Advancing Machine Learning Approaches: It makes sense to identify the faults that are or are not detected by individual models and to refer to the configuration in the feature space, which, however, is not within the scope of this paper. Nevertheless, it should thus be verified whether robust frameworks for fault detection can be constructed using an ensemble of models, a common approach in machine learning. Whether majority voting (hard voting) or soft voting is more suitable needs to be verified. The use of relatively simple models is justified due to the limited data available, ensuring the development of generalizable models. If more data can be generated, this opens the possibility of employing more complex models based on deep learning, such as autoencoders or convolutional neural networks for anomaly detection. Particularly, the application of the latter in conjunction with the transformation of time series data into image representations could hold significant potential.

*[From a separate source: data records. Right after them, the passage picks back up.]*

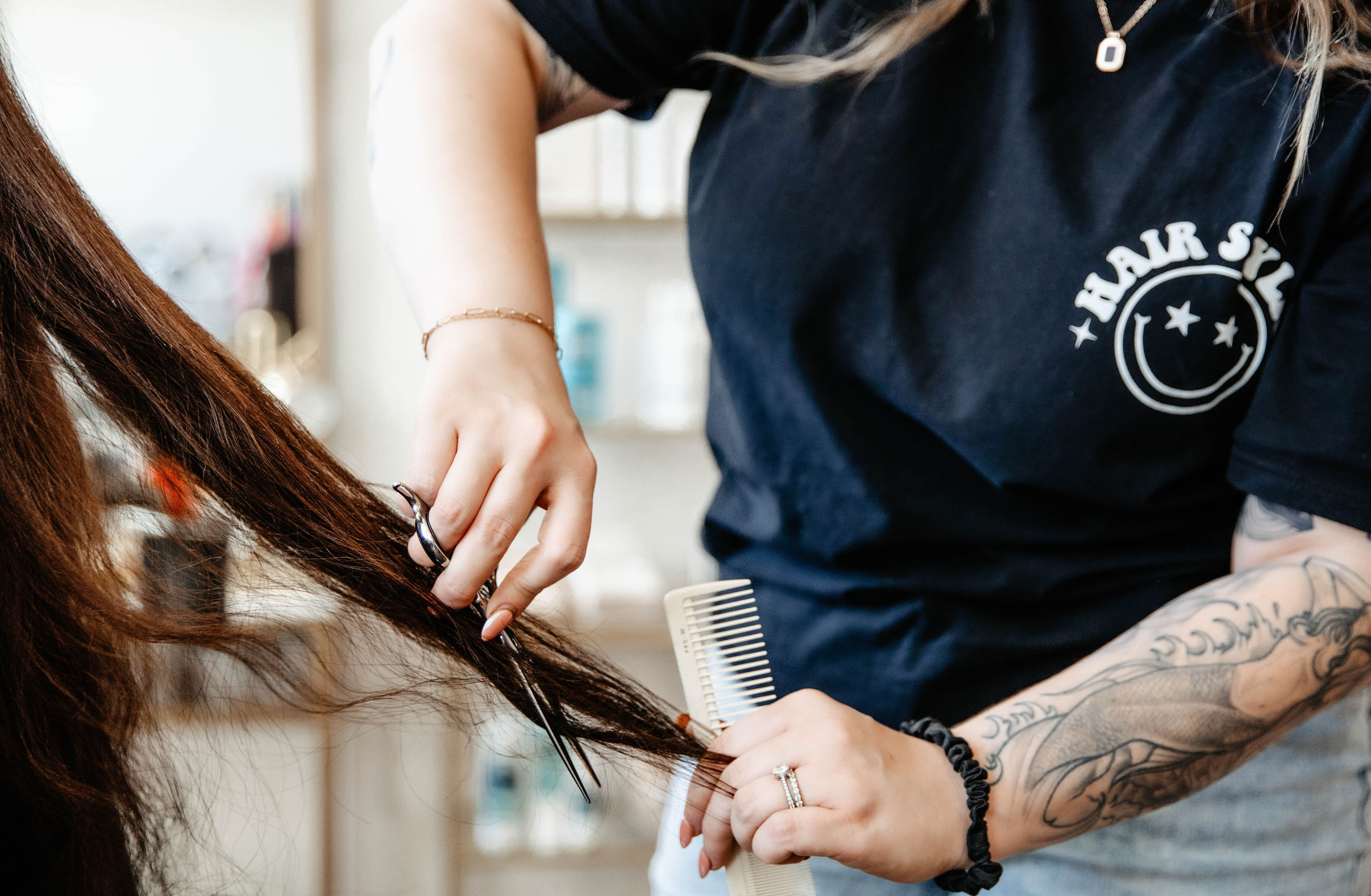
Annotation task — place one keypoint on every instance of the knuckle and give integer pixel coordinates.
(538, 431)
(746, 807)
(446, 510)
(497, 532)
(566, 558)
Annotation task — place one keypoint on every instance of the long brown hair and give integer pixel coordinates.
(80, 320)
(1326, 35)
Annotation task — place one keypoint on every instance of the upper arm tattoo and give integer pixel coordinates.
(1267, 521)
(561, 87)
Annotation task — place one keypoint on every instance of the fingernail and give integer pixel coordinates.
(495, 624)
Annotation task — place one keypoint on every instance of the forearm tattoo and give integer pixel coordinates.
(1267, 521)
(561, 87)
(1188, 695)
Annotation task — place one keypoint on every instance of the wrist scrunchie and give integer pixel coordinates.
(984, 873)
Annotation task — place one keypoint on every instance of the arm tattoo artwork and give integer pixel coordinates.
(1267, 521)
(561, 87)
(1182, 702)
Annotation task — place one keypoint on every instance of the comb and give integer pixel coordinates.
(722, 655)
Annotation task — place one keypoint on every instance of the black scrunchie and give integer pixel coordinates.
(984, 873)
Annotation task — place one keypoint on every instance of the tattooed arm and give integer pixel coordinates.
(460, 91)
(1192, 692)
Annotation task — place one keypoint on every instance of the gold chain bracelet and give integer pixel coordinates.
(509, 314)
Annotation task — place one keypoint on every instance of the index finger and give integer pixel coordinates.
(754, 729)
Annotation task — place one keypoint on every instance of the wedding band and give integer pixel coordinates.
(788, 780)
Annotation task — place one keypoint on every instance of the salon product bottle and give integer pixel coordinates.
(579, 334)
(675, 358)
(504, 787)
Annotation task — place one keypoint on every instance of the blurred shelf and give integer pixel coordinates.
(633, 431)
(628, 854)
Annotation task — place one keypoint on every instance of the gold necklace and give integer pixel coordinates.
(1110, 57)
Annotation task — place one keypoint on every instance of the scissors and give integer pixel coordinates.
(545, 708)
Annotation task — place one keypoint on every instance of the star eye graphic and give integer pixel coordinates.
(1181, 318)
(1226, 332)
(1083, 334)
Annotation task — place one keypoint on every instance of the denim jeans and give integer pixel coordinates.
(1291, 823)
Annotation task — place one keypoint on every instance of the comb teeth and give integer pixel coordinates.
(720, 640)
(722, 655)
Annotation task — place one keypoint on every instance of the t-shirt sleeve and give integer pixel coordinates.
(639, 50)
(1306, 442)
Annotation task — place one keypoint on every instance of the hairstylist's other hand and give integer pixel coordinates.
(875, 799)
(497, 438)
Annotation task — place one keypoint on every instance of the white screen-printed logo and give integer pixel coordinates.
(1192, 335)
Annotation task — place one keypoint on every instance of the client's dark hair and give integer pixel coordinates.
(79, 317)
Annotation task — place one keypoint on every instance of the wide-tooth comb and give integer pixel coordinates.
(722, 655)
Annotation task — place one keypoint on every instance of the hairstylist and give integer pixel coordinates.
(1033, 414)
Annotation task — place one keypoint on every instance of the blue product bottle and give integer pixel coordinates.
(580, 336)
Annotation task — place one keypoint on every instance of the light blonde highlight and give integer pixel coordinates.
(1333, 32)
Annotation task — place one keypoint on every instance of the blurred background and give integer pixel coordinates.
(225, 142)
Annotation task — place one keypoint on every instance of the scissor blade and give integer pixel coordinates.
(552, 732)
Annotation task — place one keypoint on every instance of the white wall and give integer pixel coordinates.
(180, 114)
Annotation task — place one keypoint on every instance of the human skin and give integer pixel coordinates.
(460, 91)
(1184, 698)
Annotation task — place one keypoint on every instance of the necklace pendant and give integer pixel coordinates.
(1110, 57)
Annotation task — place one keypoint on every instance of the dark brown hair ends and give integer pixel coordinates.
(77, 313)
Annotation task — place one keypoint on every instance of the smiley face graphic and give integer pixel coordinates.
(1190, 337)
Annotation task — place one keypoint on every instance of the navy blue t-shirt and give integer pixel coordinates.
(1000, 340)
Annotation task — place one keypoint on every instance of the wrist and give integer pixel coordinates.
(491, 337)
(977, 870)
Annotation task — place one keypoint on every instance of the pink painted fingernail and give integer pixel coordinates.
(495, 624)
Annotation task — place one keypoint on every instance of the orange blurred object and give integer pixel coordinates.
(173, 484)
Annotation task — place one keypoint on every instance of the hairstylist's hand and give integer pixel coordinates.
(875, 799)
(495, 438)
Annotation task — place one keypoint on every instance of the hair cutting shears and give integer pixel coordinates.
(545, 708)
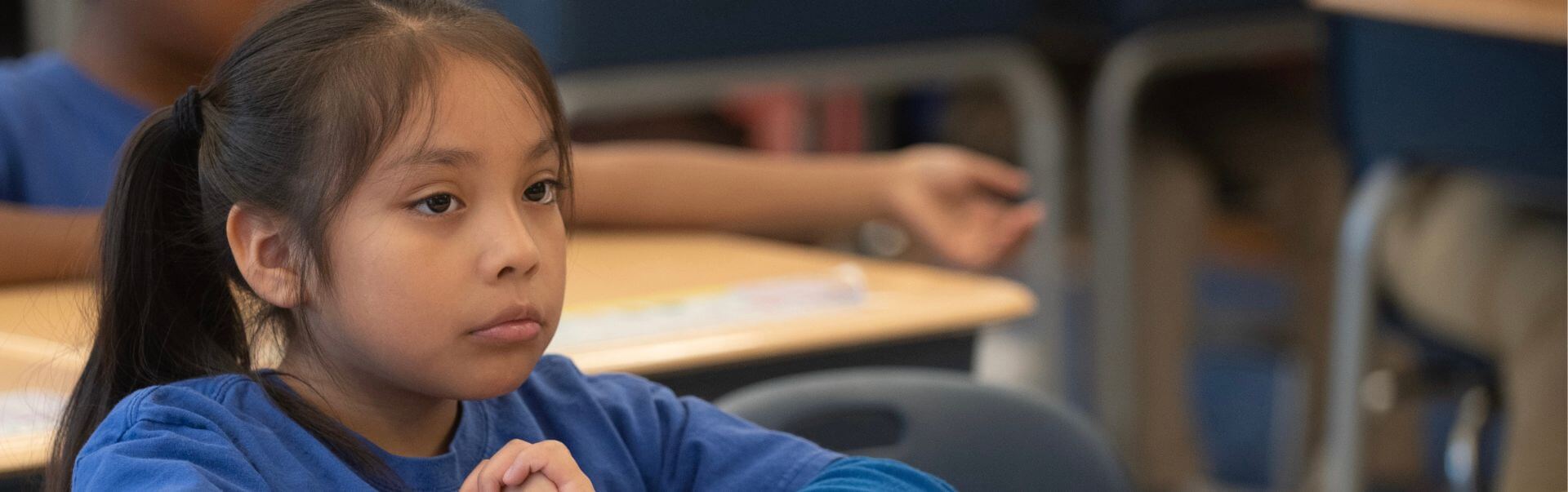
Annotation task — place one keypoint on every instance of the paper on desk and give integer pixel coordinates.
(745, 303)
(25, 413)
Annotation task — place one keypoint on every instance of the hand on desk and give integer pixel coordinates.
(961, 204)
(533, 468)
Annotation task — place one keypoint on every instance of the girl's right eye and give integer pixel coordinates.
(436, 204)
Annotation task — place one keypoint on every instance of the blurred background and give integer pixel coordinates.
(1288, 245)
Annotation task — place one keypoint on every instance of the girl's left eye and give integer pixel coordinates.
(541, 192)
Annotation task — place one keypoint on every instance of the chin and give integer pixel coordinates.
(494, 378)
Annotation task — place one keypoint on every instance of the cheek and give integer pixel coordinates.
(392, 292)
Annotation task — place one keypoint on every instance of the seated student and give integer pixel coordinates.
(63, 117)
(386, 182)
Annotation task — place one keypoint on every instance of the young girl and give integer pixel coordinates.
(383, 184)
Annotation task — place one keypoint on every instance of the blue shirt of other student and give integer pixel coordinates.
(59, 134)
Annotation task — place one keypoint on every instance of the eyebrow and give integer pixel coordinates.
(457, 157)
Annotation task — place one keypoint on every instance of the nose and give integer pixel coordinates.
(510, 250)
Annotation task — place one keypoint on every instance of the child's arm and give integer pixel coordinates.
(869, 473)
(46, 245)
(167, 456)
(952, 199)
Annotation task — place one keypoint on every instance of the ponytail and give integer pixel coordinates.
(167, 311)
(165, 308)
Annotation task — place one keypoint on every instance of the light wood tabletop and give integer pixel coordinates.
(1540, 20)
(44, 328)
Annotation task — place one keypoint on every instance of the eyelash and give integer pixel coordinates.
(424, 206)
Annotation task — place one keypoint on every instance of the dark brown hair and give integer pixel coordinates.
(289, 122)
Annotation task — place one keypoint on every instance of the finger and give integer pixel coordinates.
(491, 472)
(472, 483)
(554, 461)
(1015, 231)
(533, 483)
(996, 176)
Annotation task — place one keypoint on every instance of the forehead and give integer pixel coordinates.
(475, 107)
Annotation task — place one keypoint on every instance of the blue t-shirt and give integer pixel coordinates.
(625, 432)
(59, 134)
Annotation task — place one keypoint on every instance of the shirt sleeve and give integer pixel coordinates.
(687, 444)
(869, 473)
(129, 453)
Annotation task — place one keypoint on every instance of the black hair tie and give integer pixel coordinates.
(187, 113)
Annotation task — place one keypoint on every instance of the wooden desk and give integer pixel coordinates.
(1540, 20)
(905, 301)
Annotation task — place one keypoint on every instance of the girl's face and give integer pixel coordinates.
(448, 259)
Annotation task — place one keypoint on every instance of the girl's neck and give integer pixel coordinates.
(397, 420)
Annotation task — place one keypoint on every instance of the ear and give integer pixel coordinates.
(264, 255)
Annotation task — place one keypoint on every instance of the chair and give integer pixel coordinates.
(1410, 99)
(974, 436)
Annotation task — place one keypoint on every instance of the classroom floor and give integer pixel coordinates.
(1249, 391)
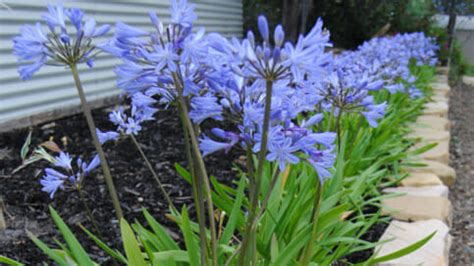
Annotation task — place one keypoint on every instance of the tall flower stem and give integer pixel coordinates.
(248, 255)
(152, 170)
(103, 161)
(200, 166)
(197, 193)
(306, 257)
(88, 211)
(338, 128)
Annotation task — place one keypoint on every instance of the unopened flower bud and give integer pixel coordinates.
(263, 27)
(279, 36)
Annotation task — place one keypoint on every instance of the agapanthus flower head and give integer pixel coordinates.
(65, 175)
(343, 92)
(129, 121)
(35, 47)
(162, 63)
(388, 59)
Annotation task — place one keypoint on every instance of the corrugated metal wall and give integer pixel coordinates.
(52, 88)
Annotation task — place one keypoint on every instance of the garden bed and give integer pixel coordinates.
(462, 194)
(27, 206)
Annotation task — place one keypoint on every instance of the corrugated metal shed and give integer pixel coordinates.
(52, 88)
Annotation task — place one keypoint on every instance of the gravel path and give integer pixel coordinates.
(461, 114)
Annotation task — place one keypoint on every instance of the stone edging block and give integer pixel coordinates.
(402, 234)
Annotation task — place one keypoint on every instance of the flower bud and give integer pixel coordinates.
(279, 35)
(276, 54)
(263, 27)
(267, 53)
(251, 38)
(219, 133)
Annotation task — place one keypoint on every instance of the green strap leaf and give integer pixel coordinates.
(114, 253)
(130, 244)
(78, 252)
(404, 251)
(48, 251)
(189, 240)
(9, 261)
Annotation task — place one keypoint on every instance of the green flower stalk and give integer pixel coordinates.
(35, 48)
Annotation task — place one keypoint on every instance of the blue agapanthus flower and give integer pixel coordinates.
(36, 47)
(238, 72)
(65, 175)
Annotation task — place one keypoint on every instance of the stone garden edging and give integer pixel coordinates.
(422, 206)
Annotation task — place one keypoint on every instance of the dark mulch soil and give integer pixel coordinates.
(461, 114)
(27, 206)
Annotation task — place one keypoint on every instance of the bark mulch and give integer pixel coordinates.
(26, 206)
(461, 114)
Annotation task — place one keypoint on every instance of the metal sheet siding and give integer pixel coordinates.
(52, 88)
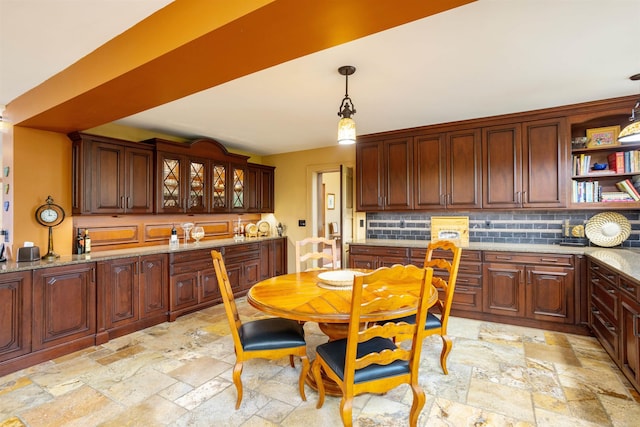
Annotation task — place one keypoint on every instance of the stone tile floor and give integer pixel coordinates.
(179, 374)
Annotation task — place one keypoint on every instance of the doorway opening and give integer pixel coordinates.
(333, 207)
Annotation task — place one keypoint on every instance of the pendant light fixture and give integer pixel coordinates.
(631, 133)
(346, 125)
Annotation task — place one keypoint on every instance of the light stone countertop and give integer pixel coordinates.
(625, 261)
(13, 266)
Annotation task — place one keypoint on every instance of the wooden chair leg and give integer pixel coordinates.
(346, 410)
(237, 371)
(303, 375)
(317, 377)
(418, 403)
(446, 348)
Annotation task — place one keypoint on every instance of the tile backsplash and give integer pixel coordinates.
(544, 227)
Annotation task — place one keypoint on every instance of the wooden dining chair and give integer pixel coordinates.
(368, 360)
(271, 338)
(446, 273)
(317, 249)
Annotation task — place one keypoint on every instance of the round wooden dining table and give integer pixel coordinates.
(303, 297)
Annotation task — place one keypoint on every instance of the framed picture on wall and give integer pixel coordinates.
(331, 201)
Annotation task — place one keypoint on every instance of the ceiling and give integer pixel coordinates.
(486, 58)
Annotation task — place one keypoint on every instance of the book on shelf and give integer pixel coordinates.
(616, 161)
(627, 186)
(616, 196)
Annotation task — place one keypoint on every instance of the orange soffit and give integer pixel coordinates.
(117, 81)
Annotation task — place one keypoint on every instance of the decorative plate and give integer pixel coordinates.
(340, 279)
(251, 230)
(263, 228)
(608, 229)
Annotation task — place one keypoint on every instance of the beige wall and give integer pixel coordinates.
(293, 183)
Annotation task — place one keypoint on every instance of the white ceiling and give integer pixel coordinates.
(487, 58)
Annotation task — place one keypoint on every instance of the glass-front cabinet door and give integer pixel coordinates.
(197, 197)
(170, 197)
(220, 201)
(238, 190)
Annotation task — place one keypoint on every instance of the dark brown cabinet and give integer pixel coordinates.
(614, 317)
(384, 175)
(273, 258)
(259, 193)
(15, 315)
(524, 165)
(604, 306)
(132, 294)
(64, 307)
(192, 282)
(538, 287)
(111, 176)
(243, 266)
(468, 291)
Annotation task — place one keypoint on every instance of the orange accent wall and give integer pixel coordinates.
(42, 167)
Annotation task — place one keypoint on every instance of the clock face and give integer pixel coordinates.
(48, 215)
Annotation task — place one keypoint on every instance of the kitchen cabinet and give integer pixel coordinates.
(64, 307)
(604, 306)
(384, 175)
(273, 258)
(193, 284)
(448, 170)
(372, 257)
(259, 192)
(132, 294)
(614, 318)
(534, 286)
(15, 315)
(111, 176)
(467, 295)
(243, 266)
(185, 184)
(238, 188)
(524, 165)
(200, 176)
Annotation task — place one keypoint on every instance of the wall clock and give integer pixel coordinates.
(50, 215)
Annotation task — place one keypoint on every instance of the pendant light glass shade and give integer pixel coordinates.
(631, 133)
(346, 131)
(346, 125)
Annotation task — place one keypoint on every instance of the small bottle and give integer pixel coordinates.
(174, 243)
(79, 243)
(87, 242)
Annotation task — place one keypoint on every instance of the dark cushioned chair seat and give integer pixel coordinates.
(273, 333)
(334, 353)
(432, 321)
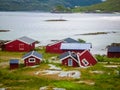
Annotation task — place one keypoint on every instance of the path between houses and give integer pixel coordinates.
(57, 70)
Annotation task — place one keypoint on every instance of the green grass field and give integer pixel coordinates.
(24, 78)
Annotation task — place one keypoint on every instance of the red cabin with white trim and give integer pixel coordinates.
(23, 44)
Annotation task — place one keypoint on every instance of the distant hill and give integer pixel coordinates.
(42, 5)
(107, 6)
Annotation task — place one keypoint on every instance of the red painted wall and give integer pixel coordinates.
(113, 54)
(55, 48)
(90, 59)
(19, 46)
(76, 51)
(27, 63)
(65, 62)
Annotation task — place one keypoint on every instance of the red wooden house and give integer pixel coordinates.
(14, 64)
(23, 44)
(113, 52)
(75, 47)
(55, 47)
(83, 59)
(86, 59)
(69, 59)
(32, 58)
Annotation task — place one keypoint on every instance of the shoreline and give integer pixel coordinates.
(4, 30)
(96, 33)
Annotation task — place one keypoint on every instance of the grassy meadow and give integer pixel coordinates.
(96, 77)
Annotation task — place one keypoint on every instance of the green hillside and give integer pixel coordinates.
(107, 6)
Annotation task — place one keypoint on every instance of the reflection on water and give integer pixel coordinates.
(35, 25)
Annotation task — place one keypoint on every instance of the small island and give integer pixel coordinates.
(56, 20)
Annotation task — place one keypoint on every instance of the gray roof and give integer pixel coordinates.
(26, 40)
(75, 46)
(68, 54)
(70, 40)
(14, 61)
(32, 53)
(114, 49)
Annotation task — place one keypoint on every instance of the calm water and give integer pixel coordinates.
(33, 24)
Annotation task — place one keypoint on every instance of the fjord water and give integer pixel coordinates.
(34, 25)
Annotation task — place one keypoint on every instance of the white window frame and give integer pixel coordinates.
(85, 62)
(32, 59)
(70, 62)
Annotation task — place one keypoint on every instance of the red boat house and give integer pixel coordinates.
(23, 44)
(32, 58)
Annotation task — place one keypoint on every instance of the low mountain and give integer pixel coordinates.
(41, 5)
(107, 6)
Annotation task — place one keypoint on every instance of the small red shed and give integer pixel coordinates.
(55, 47)
(113, 52)
(23, 44)
(86, 59)
(83, 59)
(75, 47)
(32, 58)
(69, 59)
(14, 64)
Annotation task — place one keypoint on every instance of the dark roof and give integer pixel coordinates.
(26, 40)
(32, 53)
(75, 46)
(114, 49)
(68, 54)
(14, 61)
(70, 40)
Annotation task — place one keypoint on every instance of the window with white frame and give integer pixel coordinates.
(31, 59)
(85, 62)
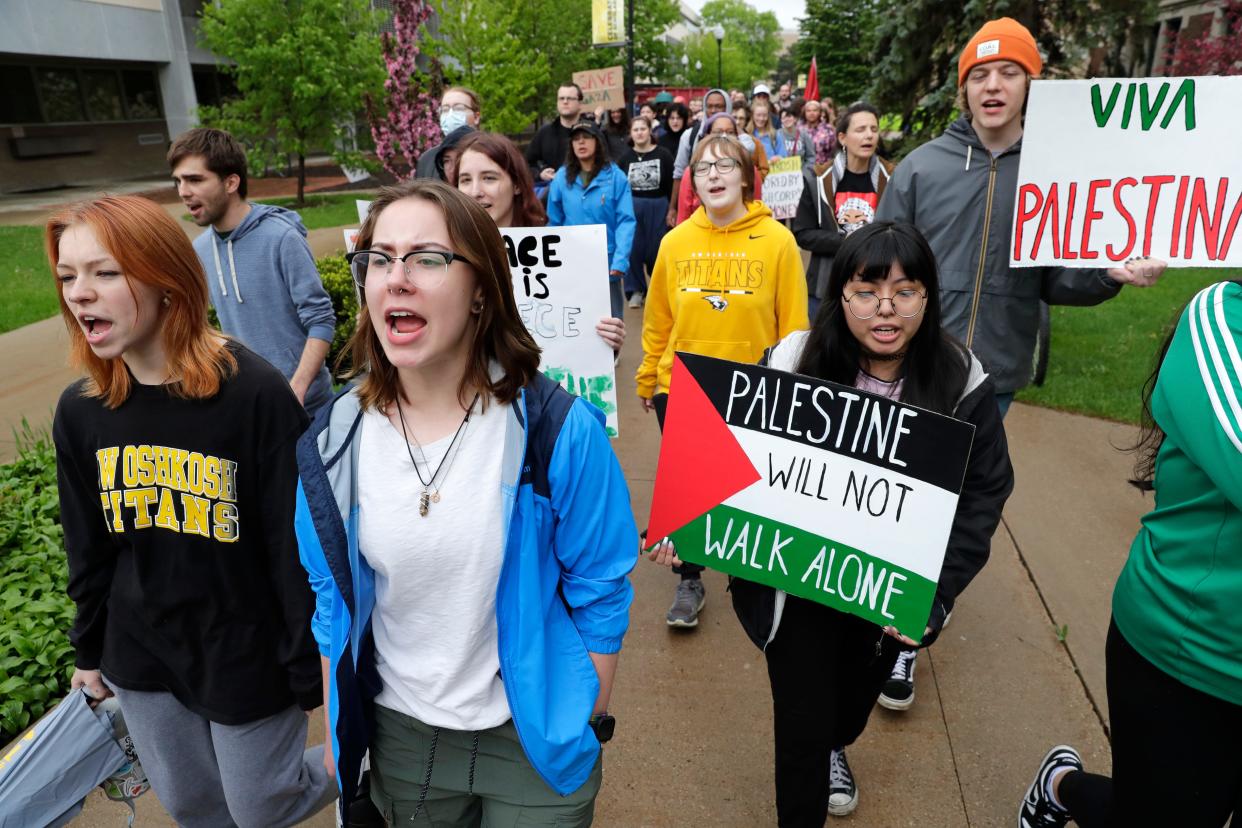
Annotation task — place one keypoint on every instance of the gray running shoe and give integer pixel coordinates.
(687, 603)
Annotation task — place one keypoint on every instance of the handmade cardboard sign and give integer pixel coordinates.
(560, 279)
(602, 87)
(819, 489)
(783, 186)
(1112, 169)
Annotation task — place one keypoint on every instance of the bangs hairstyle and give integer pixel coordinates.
(935, 368)
(150, 248)
(528, 210)
(499, 334)
(727, 147)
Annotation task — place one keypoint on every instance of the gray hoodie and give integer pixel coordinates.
(961, 199)
(267, 292)
(687, 144)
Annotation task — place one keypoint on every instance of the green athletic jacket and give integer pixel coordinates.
(1179, 598)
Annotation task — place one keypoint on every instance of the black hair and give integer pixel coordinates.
(935, 368)
(573, 168)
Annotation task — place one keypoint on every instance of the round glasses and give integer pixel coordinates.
(906, 304)
(723, 165)
(425, 270)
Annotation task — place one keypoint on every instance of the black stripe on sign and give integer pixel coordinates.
(871, 428)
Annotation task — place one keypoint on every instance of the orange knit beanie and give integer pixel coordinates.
(1000, 40)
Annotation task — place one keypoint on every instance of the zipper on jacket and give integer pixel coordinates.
(983, 255)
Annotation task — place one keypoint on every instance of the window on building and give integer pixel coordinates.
(61, 94)
(142, 96)
(19, 104)
(102, 94)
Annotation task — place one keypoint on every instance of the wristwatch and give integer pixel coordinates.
(604, 725)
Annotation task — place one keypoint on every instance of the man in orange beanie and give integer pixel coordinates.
(959, 191)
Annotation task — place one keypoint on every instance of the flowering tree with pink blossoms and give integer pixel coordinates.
(405, 123)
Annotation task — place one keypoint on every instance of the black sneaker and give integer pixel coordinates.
(842, 790)
(898, 693)
(1038, 810)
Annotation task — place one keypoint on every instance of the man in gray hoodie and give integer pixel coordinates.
(262, 277)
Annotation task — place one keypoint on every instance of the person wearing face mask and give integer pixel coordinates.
(840, 198)
(460, 116)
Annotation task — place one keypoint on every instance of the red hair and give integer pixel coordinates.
(150, 248)
(528, 211)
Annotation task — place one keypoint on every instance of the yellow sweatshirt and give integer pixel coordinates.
(728, 292)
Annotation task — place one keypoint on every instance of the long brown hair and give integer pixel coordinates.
(499, 334)
(150, 248)
(528, 211)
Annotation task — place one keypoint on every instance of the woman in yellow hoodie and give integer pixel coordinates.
(728, 283)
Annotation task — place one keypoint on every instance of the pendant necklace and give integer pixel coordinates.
(430, 489)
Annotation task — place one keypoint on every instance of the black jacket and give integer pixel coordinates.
(986, 487)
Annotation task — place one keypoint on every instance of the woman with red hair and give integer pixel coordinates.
(176, 477)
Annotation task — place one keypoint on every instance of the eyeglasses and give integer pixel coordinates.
(723, 166)
(906, 304)
(425, 270)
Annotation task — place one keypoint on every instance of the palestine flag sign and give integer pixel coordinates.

Addressing Shifts in Nominal Behavior: The underlying scenario of semi-supervised anomaly detection facilitates the learning of the nominal behavior of relevant units. In serial testing processes with low variant diversity and high production volumes, model training can be effectively conducted using historical data. However, if the nominal behavior changes over time, this poses a challenge in a semi-supervised scenario, as the robustness of the solution concerning other variants must be reassessed. In such cases, unsupervised methods for outlier detection without model training (see [7]), as well as transfer or cross-domain learning approaches such as siamese neural networks, could provide viable solutions.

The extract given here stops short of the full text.